Vincentian-born Ray Williams is a member of the German-based Celemony Software company that received the prestigious Special Merit Award presented to individuals and/or companies for significant technical contributions to the recording field.
Presented by the National Academy of Recording Arts & Sciences, the first Technical Grammy was awarded in 1994.
Celemony, which specializes in digital audio pitch correction software, created the ground-breaking Melodyne pitch modification product that offers a wide range of audio tools to creatively and correctively adjust audio facets.
The cutting edge technology earned Celemony the Grammy.
“It hasn’t really sunk in,” said Williams who was in Los Angeles for the awards ceremony. “It’s like a blur. We didn’t expect it because we are such a small entity. The award is, however, validation of my 20 years in the music technology business and for that I am very grateful and thankful.”

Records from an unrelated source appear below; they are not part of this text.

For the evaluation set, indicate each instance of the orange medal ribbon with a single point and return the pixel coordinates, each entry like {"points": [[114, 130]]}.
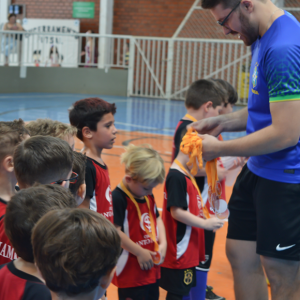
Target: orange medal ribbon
{"points": [[193, 147], [152, 235], [205, 210]]}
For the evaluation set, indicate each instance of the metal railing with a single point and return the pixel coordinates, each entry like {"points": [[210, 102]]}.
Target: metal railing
{"points": [[157, 67]]}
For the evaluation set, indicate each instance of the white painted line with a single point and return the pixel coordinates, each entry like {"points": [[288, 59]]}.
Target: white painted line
{"points": [[141, 126]]}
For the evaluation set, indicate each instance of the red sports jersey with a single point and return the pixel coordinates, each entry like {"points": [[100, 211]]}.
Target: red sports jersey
{"points": [[186, 246], [98, 188], [129, 272], [7, 252], [17, 285]]}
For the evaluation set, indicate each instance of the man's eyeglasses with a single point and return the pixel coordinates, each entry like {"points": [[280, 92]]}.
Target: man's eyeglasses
{"points": [[73, 179], [225, 20]]}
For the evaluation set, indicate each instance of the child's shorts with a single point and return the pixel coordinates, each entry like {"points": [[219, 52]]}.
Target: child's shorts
{"points": [[144, 292], [178, 281]]}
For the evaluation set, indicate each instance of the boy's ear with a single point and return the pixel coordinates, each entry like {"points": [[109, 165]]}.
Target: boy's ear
{"points": [[106, 279], [86, 132], [81, 191], [128, 178], [8, 163], [207, 106]]}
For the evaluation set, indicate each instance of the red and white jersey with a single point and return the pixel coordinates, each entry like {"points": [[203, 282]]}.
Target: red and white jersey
{"points": [[186, 246], [7, 252], [129, 272], [98, 188]]}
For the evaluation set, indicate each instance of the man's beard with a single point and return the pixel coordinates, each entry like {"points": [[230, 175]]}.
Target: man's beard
{"points": [[248, 31]]}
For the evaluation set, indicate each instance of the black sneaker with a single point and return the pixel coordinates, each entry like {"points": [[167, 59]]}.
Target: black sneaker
{"points": [[210, 295]]}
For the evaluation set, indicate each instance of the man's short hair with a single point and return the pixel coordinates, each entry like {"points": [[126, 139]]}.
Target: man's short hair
{"points": [[202, 91], [88, 112], [209, 4], [74, 248], [14, 126], [26, 207], [231, 93], [50, 127], [79, 165], [43, 159]]}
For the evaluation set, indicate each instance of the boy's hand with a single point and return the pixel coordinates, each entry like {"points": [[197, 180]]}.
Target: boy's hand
{"points": [[210, 147], [145, 259], [213, 224], [222, 173], [162, 250]]}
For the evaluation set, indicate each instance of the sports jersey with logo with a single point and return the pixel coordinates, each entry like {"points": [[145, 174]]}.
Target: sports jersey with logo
{"points": [[129, 272], [275, 77], [98, 188], [186, 246], [17, 285], [7, 252]]}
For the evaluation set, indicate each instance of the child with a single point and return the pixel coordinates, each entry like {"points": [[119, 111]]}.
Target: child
{"points": [[231, 96], [19, 279], [43, 159], [141, 228], [78, 188], [182, 215], [76, 251], [204, 99], [47, 127], [8, 141], [15, 125], [94, 120]]}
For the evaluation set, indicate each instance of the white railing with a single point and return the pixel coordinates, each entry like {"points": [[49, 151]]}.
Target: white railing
{"points": [[63, 49], [157, 67]]}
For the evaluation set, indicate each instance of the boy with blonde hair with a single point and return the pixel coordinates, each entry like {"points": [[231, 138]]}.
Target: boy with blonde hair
{"points": [[76, 251], [204, 98], [140, 227], [94, 120], [48, 127], [184, 218]]}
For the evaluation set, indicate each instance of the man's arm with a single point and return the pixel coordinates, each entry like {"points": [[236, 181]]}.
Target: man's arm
{"points": [[236, 121], [284, 132]]}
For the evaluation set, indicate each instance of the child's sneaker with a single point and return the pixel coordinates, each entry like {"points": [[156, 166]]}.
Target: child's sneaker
{"points": [[210, 295]]}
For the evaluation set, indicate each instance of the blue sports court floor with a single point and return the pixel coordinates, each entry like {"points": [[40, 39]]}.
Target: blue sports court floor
{"points": [[133, 114]]}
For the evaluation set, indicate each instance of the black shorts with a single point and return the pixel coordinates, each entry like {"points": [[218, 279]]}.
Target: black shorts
{"points": [[209, 237], [267, 212], [144, 292], [178, 281]]}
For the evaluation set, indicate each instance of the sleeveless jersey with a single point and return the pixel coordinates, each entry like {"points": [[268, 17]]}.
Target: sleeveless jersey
{"points": [[7, 252], [98, 188], [129, 272]]}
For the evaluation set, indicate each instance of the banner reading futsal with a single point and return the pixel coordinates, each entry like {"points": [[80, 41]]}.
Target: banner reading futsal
{"points": [[54, 49]]}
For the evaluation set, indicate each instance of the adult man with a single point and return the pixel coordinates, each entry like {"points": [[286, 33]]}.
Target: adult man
{"points": [[264, 225]]}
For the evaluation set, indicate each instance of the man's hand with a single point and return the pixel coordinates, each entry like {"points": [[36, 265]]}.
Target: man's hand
{"points": [[162, 250], [210, 126], [210, 147], [145, 259]]}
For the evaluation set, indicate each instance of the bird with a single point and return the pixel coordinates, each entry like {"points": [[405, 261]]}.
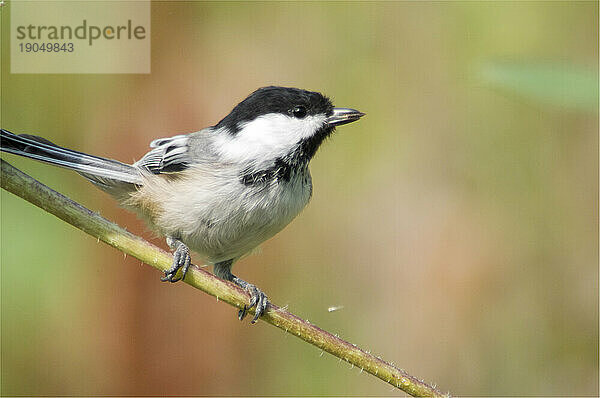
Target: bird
{"points": [[221, 191]]}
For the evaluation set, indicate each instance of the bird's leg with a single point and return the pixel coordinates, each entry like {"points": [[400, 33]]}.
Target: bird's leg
{"points": [[257, 298], [181, 259]]}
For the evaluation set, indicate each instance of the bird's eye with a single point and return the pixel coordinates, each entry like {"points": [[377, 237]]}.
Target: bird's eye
{"points": [[299, 111]]}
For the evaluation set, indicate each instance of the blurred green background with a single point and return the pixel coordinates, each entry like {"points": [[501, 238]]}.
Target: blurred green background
{"points": [[456, 223]]}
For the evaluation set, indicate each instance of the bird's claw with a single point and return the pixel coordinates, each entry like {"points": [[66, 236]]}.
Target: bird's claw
{"points": [[258, 301], [181, 260]]}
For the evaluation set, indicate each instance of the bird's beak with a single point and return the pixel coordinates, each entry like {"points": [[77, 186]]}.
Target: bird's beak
{"points": [[343, 116]]}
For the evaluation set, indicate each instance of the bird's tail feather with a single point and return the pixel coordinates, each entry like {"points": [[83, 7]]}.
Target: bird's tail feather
{"points": [[102, 172]]}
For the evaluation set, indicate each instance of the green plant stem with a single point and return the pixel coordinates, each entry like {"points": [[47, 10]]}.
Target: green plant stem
{"points": [[20, 184]]}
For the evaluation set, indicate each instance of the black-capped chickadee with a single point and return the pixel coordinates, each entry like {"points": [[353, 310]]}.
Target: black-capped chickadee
{"points": [[220, 191]]}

Williams was turned on to music at an early age by his father who was a member of the St. Vincent & the Grenadines Police Band. Clarence Williams, who played the drums and saxophone, introduced his son to the piano and bought him a guitar before the family migrated to Toronto in 1980.
“I had musical experience when I came here, so I was able to adapt to the computer technology that was just coming on track,” he said. “I was interested in writing a program that would play music because I thought that was fascinating. I did the technical job on several shows, including Friday the 13th, My Secret Identity and Beverly Hills 90210 by lining up the computer music with the videos.”
Williams has worked with some of the best in the music business, including Herbie Hancock and Stevie Wonder.
‘I create excitement,” he said. “I am a marketing guy also so I reach out to retailers, composers and anybody who can use the software and I would explain how it works. By extension, I got calls from Herbie and Stevie who were looking for technical support. Stevie is a composer, but he’s blind. He needs the technology to help him. He can have 15 musicians working on a song or he can be alone with a computer working on a song. Our software allows people to simulate musicians, but it’s complex. That’s where I come in because I am a ‘techie’ and troubleshooter.”
A month before late great pianist Oscar Peterson died in December 2007, Williams facilitated a meeting in the Greater Toronto Area between Wonder and his Canadian hero who he said was the best piano player in the world.
“Oscar was very generous and Stevie was star-struck because of his adoration for Oscar,” said Williams. “It was quite a moment for him.”
In addition to running his own Scarborough-based company – Music Marketing Inc. – which is a leading distributor of music software and hardware products in North America, Williams is also a part-time music lecturer at York University and a little league coach in the Scarborough Baseball Association.